Art. 26.1 EU AI Act: Following Provider Instructions as a Deployer

Updated: June 2026 — full revision to Validai quality standard

Introduction: The Foundation of Deployer Compliance

Art. 26.1 is the first and in many ways most fundamental deployer obligation: use the AI system in accordance with the instructions provided by the supplier. This sounds simple. In practice, it is the obligation that organisations most frequently violate — not through deliberate non-compliance, but through informal "customisation" of AI system use that diverges from the documented intended purpose.

Art. 26.1 states: "Deployers shall use high-risk AI systems in accordance with the instructions for use accompanying such systems."

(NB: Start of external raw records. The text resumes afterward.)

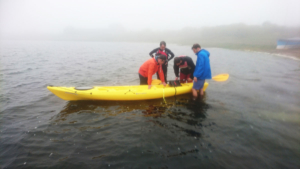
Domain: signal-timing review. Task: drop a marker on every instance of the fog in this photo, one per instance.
(133, 20)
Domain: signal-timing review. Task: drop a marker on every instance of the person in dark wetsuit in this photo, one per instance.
(187, 68)
(163, 51)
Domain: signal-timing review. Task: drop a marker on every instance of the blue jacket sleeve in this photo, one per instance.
(199, 69)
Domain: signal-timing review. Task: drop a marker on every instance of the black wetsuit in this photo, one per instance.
(170, 56)
(187, 70)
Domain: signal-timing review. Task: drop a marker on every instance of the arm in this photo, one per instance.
(153, 51)
(170, 53)
(191, 65)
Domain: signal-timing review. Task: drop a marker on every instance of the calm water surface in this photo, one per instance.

What Are "Instructions for Use"?

Instructions for use (gebruiksinstructies) are a formal requirement for high-risk AI providers under Art. 13. They must be provided in machine-readable format and include:

• The identity and contact details of the provider
• The characteristics, capabilities, and limitations of the system
• The intended purpose and the categories of persons the system is designed to act upon
• The level of accuracy and the relevant performance metrics
• Known and foreseeable circumstances that may lead to risks
• Human oversight measures, including technical means to facilitate interpretation of AI outputs
• Required input data specifications and data quality requirements
• Deployment context limitations

For deployers: if your supplier has not provided documentation covering these elements, you cannot demonstrate Art. 26.1 compliance. Request the documentation explicitly, and document your request.

What Does "In Accordance With" Mean?

The compliance obligation has three dimensions:

1. Intended Purpose Compliance

The system must be used for the purpose it was designed and documented for. Using an AI-powered CV screening tool that was designed for initial shortlisting as the sole basis for hiring decisions — without human review — violates the intended purpose and Art. 26.1.

2. Technical Configuration Compliance

If the instructions specify required input data formats, quality standards, or configuration parameters, these must be followed. A credit scoring system that specifies it requires complete 24-month transaction histories cannot validly be used with incomplete 6-month data.

3. User Qualification Compliance

If the instructions specify that certain users require specific qualifications or training to operate the system, deployers must ensure those qualifications are met (connecting Art. 26.1 to the Art. 4 literacy obligation).

Common Violations in Practice

• Using a system in a country or language the provider has not validated
• Expanding the user population beyond the intended audience (e.g. allowing untrained staff to operate a medically validated diagnostic AI)
• Disabling human review steps that the provider's instructions require
• Using the system for decision types it was not designed for
• Integrating the system in an automated pipeline where the instructions specify manual review

Documentation Requirements

For supervisory readiness, deployers should maintain:

• A copy of all provider instructions (versioned)
• A documented mapping of actual use against intended purpose
• Records of configuration settings
• Training records demonstrating user qualifications
• Any written agreements with the provider on scope or customisation

Compliance Checklist

1. Do you have the provider's instructions for use in writing for every high-risk AI system?
2. Does the actual use of each system match its documented intended purpose?
3. Are users trained to the level specified in the provider instructions?
4. Is there a process for reviewing instructions when the provider releases updated versions?
5. Are any deviations from instructions documented and discussed with the provider?